Urv permanently sealed the way (opting to do so safely rather than harvest its power) and the characters took the refugees up to the Antesian hillfolk (since they were near that gate) to get them somewhere safe and to give a chance to heal some unpleasant wounds and lay low while there were assassins (who tried one more time at then end) looking for them. Some ended up as crew on the Ice Witch, and the boy is now somewhere between the new cabin boy and Urv’s apprentice.
- Advantage/Disadvantage has fully replaced +1/-1 to excellent effect. In this session, we had a number of debilities in play (the fungal attacks inflicted them like mad) and the disadvantage rule made them feel really toothy.
- I’ve pretty much concluded that the Dashing Hero isn’t quite all there. Almost all of the class’s cool is front loaded, which has made advancement an ongoing pain for the player, since the only really fun options have been multiclassing. Combined with occasional weirdness in interpreting her key moves, it’s a source of frustration. We’ll stick with it, but I flag it for my own future reference.

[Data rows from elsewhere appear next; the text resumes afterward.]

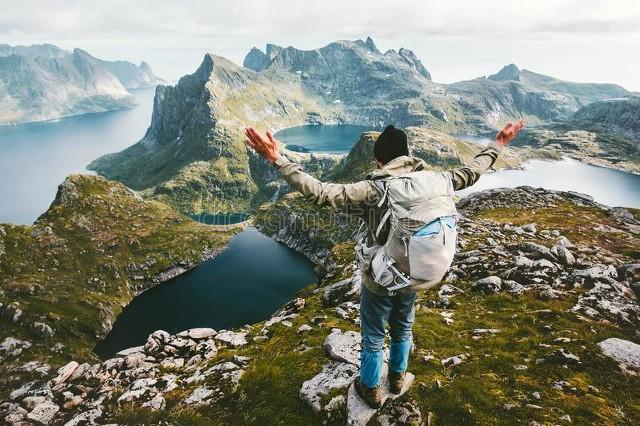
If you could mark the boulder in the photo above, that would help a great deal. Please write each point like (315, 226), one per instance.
(334, 375)
(65, 372)
(359, 413)
(342, 291)
(88, 417)
(42, 330)
(491, 284)
(198, 333)
(44, 412)
(626, 353)
(130, 351)
(343, 346)
(198, 396)
(231, 338)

- Speaking of multiclassing, we may switch the multiclass spell casting rules from “current level -1” to “Half your current level”. The current model makes spellcasting an overwhelmingly potent multiclass move (if you take it early) and greatly disincentivizes waiting to pick it up. It also kind of flips the bird to those actual classes, since spellcasting is such an essential move.
- More broadly, there’s a temptation to entirely return multiclassing by just giving each class a “multiclass move” which is what the multiclass moves learn. The best argument against it has been the coolness of Dogan picking up the Druid’s “Balance” move, so I’m still undecided.
- I want to write up a set of moves, one per player, that can be used once per session to represent the influence of absent characters. So “Jack knows a guy” may allow the current game to hook up with a useful NPC when Jack isn’t at the table. I doubt this is something that many games need, but for my rotating cast, I think it’ll be a nice way to keep it feeling like everyone is in circulation.
- We’ve only got one level 6 character so far, but we have several at level 5, so we’re solidly moving into second tier play. As we get closer to 10, I think we’re going to need more Compendium Class options to handle “higher level” play (since the current level 10 rules don’t appeal to the group much). It may not be too much of a big deal, since it may also be a sign that it’s time to go into endgame.
- One advantage of throwing a lot of things and seeing what sticks is that unresolved threads (like the assassins) provide excellent fodder for future sessions.
- There remain plenty of moments where I regret the inability to offer players’ Fate Points for particular twists and opportunities. It’s not a huge problem, but I definitely feel the absence of that tool from time to time.